Decrease Body Fat

Parent Category: Operation Overhaul 2.0
Targeting a specific area of the body — such as doing crunches — isn’t a realistic way to reduce body fat. The only way to reduce body fat in any part of the body is reduce it everywhere by losing weight and improving your overall fitness through changes in diet and an exercise regimen that includes regular cardiovascular workouts

 

  1. The “ideal” body fat percentage for any adult varies depending on factors like age, gender, exercise level, genetics and bone structure.
  2. In general, for adults over 50, a target healthy range of body fat is 20 to 25% for women and 10 to 15% for men. Generally, women with more than 32% body fat and males with more than 25% are considered to be at higher risk for heart disease and other conditions.
  3. Body fat isn’t useless. It cushions and protects vital organs such as the liver, kidneys and heart, and helps our body to stay at the right temperature. It produces hormones and many other chemical messengers that are important for fertility, bone strength, immunity, regulation of sugar and fats in the blood, and appetite control.
  4. There are two ways to lower your body fat: Lose fat and build muscle. Extra muscle will boost your metabolism to help mobilize fat storage and burn fat for energy. Plus, it’ll make you look leaner overall.

How?

  1. Exercise moderately with aerobics (walking or cycling) and weights (12-15 repetitions), gradually increasing the intensity as weight is lost.
  2. Moderate aerobics are likely to burn a greater amount of body fat if the intensity is kept at around 70% of maximum heart rate, and taken beyond the 30-minute mark (with one hour being the eventual goal).
  3. With weight training, more repetitions with low-moderate weights would work best during the initial stages of training.
  4. It is important to remember that both weight training and aerobics should be done in the same program to maximize results.
  5. Advanced - alternate strength-training with high-intensity interval training (HIIT). An example of a HIIT session could be as follows: Two minutes of walking followed by fast running for 30-60 seconds, for 20 minutes total.

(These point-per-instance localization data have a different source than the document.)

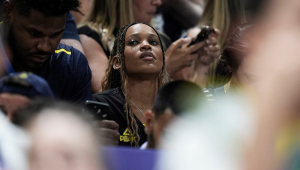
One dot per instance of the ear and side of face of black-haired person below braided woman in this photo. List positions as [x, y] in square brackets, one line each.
[155, 126]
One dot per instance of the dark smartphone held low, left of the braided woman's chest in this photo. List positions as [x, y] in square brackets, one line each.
[99, 110]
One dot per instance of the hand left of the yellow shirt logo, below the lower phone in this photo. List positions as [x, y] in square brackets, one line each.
[109, 132]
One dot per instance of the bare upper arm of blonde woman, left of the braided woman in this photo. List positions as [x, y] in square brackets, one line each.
[97, 59]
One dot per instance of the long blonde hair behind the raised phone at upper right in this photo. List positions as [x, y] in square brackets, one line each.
[224, 15]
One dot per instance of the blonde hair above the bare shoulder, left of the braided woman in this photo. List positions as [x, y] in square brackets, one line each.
[105, 16]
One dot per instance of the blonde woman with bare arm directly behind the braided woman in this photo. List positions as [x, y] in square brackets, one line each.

Full body strength training 2-3 times per week, with sustained lower/moderate intensity exercise 2-3 times per week. Make a plan. Be consistent. 

Eat right. You cannot be active with a bad diet so you’ll need to fuel your body with nutritious protein, fruits, and veggies throughout the day. Please speak with your Dietitian for more information! 
  • Eat more good fats such as the omega-3 and omega-6 fatty acids and cut out saturated fats. 
  • Eat more complex carbohydrates (brown rice, beans, oats, and potatoes – full of fiber) and limit intake of added sugars (aka – junk food). 
  • Focus on lean sources of protein – evenly spread throughout the day. 
  • Drink plenty of water to maintain feelings of fullness and help with fat mobilization. 
  • Cut back on alcohol, or eliminate it entirely.